Why Humans Still Need to Be in the Loop
While it is becoming easier to generate high-quality, realistic synthetic data, it will never replace human-annotated training data collected in the real world. Generative models and simulations are good at providing large numbers of inexpensive examples that resemble their training data. But they are fundamentally limited. They cannot show you anything truly novel that goes beyond this training data.
For example, a generative model trained up on images of dogs is useless if you suddenly need images of cats. To train a new model to generate cat images, you first need to amass a large corpus of real-world cat images from which to learn. To obtain images of cats, you need to comb through large sets of images and identify the images that include cats. To do that, you can either use human annotators, or you could try a pre-trained image classifier to identify whether a given image contains a cat or not. However, to train a supervised classifier like that requires a large volume of human-annotated training data. No matter how you slice it, creating a new model that reflects or references real-world data will require human input.
How Do You Know if the Models Work? Humans
Generative models produce synthetic data that looks realistic to them but not necessarily to a human.
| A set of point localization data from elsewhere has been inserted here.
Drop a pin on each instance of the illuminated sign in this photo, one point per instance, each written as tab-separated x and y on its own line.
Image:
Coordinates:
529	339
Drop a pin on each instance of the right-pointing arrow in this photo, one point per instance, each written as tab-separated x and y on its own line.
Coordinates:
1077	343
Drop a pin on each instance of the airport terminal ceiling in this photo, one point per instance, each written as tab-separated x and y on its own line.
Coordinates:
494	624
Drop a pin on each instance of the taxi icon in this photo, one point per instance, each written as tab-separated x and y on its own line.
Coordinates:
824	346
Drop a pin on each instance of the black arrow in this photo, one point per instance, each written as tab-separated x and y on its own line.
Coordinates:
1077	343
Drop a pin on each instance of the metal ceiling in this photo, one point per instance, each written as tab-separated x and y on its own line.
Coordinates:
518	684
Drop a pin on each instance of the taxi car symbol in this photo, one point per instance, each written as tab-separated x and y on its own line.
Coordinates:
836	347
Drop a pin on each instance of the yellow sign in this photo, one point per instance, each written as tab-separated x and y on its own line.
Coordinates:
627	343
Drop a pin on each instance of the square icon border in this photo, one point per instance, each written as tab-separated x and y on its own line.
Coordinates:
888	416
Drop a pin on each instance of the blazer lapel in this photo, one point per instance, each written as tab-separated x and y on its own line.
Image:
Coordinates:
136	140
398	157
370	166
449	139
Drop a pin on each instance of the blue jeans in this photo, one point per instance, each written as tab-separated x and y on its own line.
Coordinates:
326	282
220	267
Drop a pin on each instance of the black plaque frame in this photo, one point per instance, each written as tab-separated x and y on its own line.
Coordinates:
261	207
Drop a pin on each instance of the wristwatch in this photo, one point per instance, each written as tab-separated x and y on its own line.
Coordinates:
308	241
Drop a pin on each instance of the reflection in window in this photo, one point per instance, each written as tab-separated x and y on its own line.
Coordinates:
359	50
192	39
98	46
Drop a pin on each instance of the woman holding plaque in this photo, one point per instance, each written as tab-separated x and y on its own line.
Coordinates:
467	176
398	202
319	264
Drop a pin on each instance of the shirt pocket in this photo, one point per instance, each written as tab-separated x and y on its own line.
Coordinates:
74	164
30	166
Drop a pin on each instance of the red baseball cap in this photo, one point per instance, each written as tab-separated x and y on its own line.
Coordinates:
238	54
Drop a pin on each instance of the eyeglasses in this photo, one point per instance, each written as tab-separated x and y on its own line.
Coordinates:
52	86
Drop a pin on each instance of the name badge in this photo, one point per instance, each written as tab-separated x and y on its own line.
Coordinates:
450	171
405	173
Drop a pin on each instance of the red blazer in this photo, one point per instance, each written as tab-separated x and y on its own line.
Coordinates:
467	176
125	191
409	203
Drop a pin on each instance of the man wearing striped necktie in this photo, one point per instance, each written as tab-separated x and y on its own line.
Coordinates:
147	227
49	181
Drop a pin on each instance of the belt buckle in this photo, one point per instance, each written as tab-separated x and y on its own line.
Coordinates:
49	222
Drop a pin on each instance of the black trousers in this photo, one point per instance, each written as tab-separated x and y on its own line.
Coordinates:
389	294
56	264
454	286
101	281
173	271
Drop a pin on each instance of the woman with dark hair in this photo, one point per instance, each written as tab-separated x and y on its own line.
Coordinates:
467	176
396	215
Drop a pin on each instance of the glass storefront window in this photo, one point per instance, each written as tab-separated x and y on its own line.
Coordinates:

The current state of the art in image classification uses deep learning, as do many of the most exciting approaches to generative models, like generative adversarial networks. Deep learning is very good at identifying statistical regularities in large datasets, but recent work has shown it can also be fooled by the addition of certain kinds of statistical noise to its inputs.
This noise — known as adversarial perturbations — can cause deep networks to drastically misclassify images. With their many different architectures trained on many different datasets, deep networks are ripe for falling prey to this type of noise. As it happens, the perturbations themselves are almost invisible to the human eye, and human identification of the images isn’t affected at all. So what’s the problem? It turns out these perturbations can lead very sophisticated models — even those that are trained to exacting standards on large datasets—to produce outputs with high confidence that are also completely wrong.
Given this, how can we validate that a set of data produced synthetically is genuinely realistic? Or that a model trained on synthetic data is performing accurately under real-world operating conditions? Ultimately, the only way is to check the model’s performance on a well-understood set of real-world validation data, annotated with the expected ground truth outputs by, you guessed it: humans.
The combination of machine intelligence and human intelligence is a powerful one. There’s a tremendous amount we can accomplish together, and that’s how we should think about the future of machines and humans: better together. That’s not to say that gathering accurate human data at scale is easy — it isn’t. Instead of searching for replacements for human-generated training and validation data, we would be better off devising the best ways to integrate the best of people and computers.